Pelecehan di tempat kerja yang melibatkan ancaman atau serangan fisik, termasuk sentuhan yang tidak diinginkan. Misalnya:

  • Menyentuh pakaian, tubuh, baju, atau rambut orang lain.
  • Melakukan penyerangan fisik. Misalnya: memukul, mencubit, atau menampar.
  • Melakukan ancaman kekerasan.
  • Merusak properti pribadi. Misalnya: mengempeskan ban kendaraan, melempar ponsel orang lain.
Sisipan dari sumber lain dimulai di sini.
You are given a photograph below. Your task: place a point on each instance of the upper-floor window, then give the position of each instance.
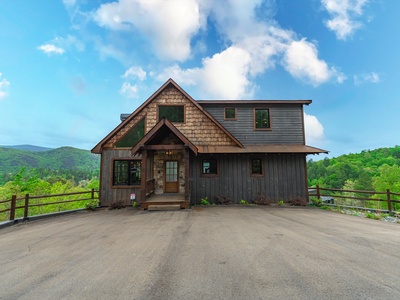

Kekerasan berbasis digital

Ini merupakan berbagai bentuk kekerasan atau pelecehan yang dilakukan di ranah daring (online), seperti:

  • Memposting ancaman atau komentar yang merendahkan di media sosial.
  • Membuat akun palsu dengan tujuan merundung seseorang secara online.
  • Membuat tuduhan palsu.
  • Menyebarkan foto atau rekaman orang lain yang bersifat privat atau bernuansa seksual.

Kekerasan seksual

  • Rayuan seksual yang tidak diinginkan.
  • Melakukan sentuhan yang tidak pantas atau tidak diinginkan.
  • Melontarkan lelucon bernuansa seksual.
  • Membagikan media pornografi.
  • Mengirim pesan yang bersifat seksual.
  • Pemerkosaan dan kegiatan seksual lain yang dilakukan dengan paksaan.
  • Meminta hubungan seksual sebagai imbalan atau promosi pekerjaan.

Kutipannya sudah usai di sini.